La parte appellante rappresenta in questa doglianza che, contrariamente a quanto ritenuto dalla sentenza impugnata, il rapporto concessorio sarebbe stato prorogato, prima al 31 dicembre del 2015, e poi al 31 dicembre del 2020, dunque che esso non si era ancora definitivamente concluso al 10 dicembre del 2012, ossia alla data in cui il ridetto verbale venne redatto.

Il quinto motivo d’appello, infine, in modo consimile al precedente, contesta la contraddittorietà degli atti gravati per non aver rilevato che, perdurando l’efficacia della concessione, era precluso l’acquisto del bene.

5.1. I tre motivi, che possono essere trattati congiuntamente, sono infondati.

5.1.1. Occorre ripercorrere sinteticamente la vicenda giuridico-amministrativa che ha preceduto l’odierna controversia perché le doglianze in esame non considerano che:

a) la parte appellante ha ottenuto, nel corso del tempo, almeno tre provvedimenti concessori aventi ad oggetto l’area demaniale sita nel comune di Arenzano, in via Lungomare Stati Uniti 3, destinata a stabilimento balneare;

b) le opere oggetto di devoluzione erano state realizzate in costanza della prima concessione e, di conseguenza, l’effetto acquisitivo si era già avuto, una volta cessata quest’ultima.

5.1.2. La prima concessione ottenuta dalla parte, la n.163/1994 ha dispiegato la sua efficacia dall’1 maggio del 1994 al 31 dicembre del 1997; essa aveva ad oggetto una superficie complessiva pari a mq. 2516,00.

La seconda concessione, la n.609/98, ebbe efficacia dall’11 gennaio del 1998 al 31 dicembre del 2001, e fu successivamente prorogata dall’1 gennaio del 2002 al 31 dicembre del 2003. Diversamente dalla prima, questo secondo provvedimento aveva ad oggetto una superficie pari a 4114 mq. .

Infine, la parte è stata attributaria di una terza concessione, la n. 97/2005, del 22 marzo del 2005, ottenuta in seguito ad una espressa istanza di rinnovo da lei formulata, il 28 novembre del 2003, con efficacia dal 1 gennaio del 2004 al 31 dicembre del 2009.

In seguito quest’ultimo rapporto concessorio è stato oggetto delle proroghe, rilasciate prima, in via amministrativa, e poi per via legale, ex lege n.145 del 2018

5.1.3. Dalla ridetta ricostruzione emergono due circostanze di fatto che, in via autonoma l’una dall’altra, ostano all’accoglimento della prospettazione, in fatto ed in diritto, della parte appellante.

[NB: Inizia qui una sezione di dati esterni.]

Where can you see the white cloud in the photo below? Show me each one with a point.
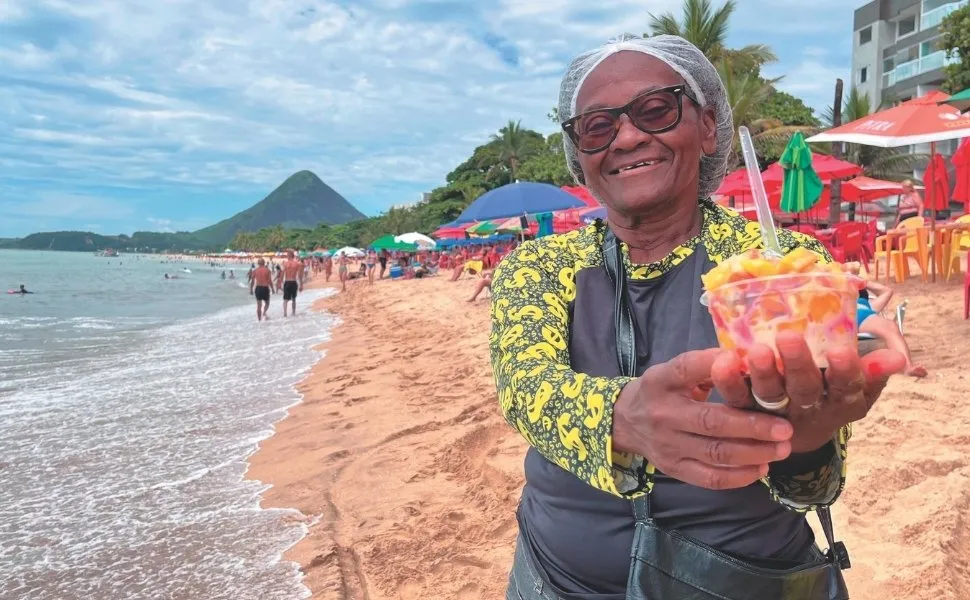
(59, 205)
(26, 56)
(48, 135)
(230, 97)
(127, 91)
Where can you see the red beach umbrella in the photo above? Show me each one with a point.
(961, 161)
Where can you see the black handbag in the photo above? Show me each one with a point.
(667, 565)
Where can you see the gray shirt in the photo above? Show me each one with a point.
(582, 536)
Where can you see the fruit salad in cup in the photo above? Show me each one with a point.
(752, 298)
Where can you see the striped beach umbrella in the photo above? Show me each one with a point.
(802, 187)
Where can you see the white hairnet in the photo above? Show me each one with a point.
(690, 63)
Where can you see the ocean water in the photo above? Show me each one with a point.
(128, 407)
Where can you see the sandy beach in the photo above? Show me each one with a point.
(401, 458)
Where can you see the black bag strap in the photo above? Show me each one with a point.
(626, 354)
(626, 339)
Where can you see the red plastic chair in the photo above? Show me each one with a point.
(869, 241)
(803, 228)
(847, 244)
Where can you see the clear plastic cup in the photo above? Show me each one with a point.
(819, 305)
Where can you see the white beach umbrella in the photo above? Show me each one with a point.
(350, 252)
(419, 239)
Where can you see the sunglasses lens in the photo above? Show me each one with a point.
(595, 130)
(655, 112)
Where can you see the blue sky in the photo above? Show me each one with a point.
(125, 115)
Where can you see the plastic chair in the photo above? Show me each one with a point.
(847, 242)
(808, 228)
(897, 262)
(915, 245)
(869, 241)
(960, 241)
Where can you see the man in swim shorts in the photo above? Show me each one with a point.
(259, 284)
(292, 280)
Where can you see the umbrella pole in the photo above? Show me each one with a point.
(932, 199)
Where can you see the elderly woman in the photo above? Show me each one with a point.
(644, 438)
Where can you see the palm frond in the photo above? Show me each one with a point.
(665, 24)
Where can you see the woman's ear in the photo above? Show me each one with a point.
(708, 131)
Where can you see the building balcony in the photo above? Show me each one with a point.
(930, 62)
(933, 18)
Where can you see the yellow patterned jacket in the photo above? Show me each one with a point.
(568, 416)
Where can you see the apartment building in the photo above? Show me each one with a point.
(896, 52)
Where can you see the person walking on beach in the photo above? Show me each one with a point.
(260, 282)
(382, 258)
(650, 475)
(292, 280)
(278, 283)
(371, 262)
(342, 271)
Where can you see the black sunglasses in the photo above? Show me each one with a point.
(655, 111)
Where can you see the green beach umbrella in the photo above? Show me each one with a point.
(387, 242)
(802, 187)
(483, 228)
(960, 101)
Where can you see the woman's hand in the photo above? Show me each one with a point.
(818, 405)
(664, 417)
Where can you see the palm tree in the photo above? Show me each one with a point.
(513, 146)
(707, 29)
(745, 93)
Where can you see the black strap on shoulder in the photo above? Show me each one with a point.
(626, 340)
(837, 552)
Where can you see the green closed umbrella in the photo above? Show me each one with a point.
(959, 101)
(387, 242)
(483, 228)
(802, 187)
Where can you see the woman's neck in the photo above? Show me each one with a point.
(651, 238)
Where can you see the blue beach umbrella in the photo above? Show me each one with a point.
(516, 199)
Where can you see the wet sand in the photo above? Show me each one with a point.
(400, 455)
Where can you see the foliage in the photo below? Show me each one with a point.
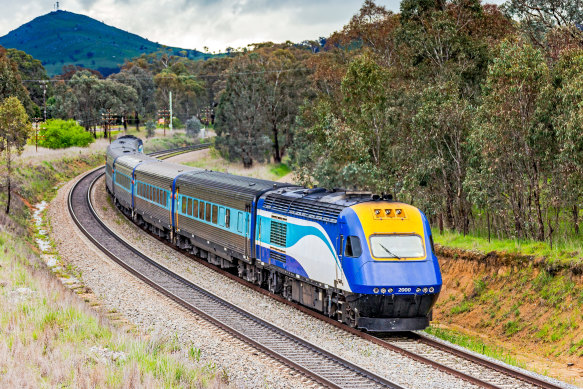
(60, 134)
(11, 82)
(14, 131)
(241, 121)
(150, 128)
(31, 69)
(193, 127)
(65, 38)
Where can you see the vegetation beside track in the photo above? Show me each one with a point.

La prima di esse è la constatazione che, al di là di ogni ragionevole dubbio, in occasione del rilascio della seconda concessione, l’amministrazione comunale emise un nuovo provvedimento, frutto di un rinnovato esercizio del potere discrezionale; tanto ciò è vero che la superficie concessa alla richiedente, in quell’occasione, corrispose ad una misura pari quasi al doppio di quella precedente (metri quadri 4414, invece che metri quadri 2516).

E poiché è nel corso della prima che, incontestatamente, la parte appellante ha edificato i beni che sono poi stati oggetto dell’acquisizione – la circostanza trova inequivoca conferma nella relazione allegata al Testimoniale di stato del 10 dicembre del 2012, nella quale si dà conto anche della regolarità urbanistico-edilizia dei relativi edifici – e poiché l’efficacia di questa prima concessione è definitivamente cessata al 31 dicembre del 1997, a quest’ultima data deve farsi irreversibilmente risalire l’effetto acquisitivo ex lege, in favore del demanio statale, dei beni ivi insistenti.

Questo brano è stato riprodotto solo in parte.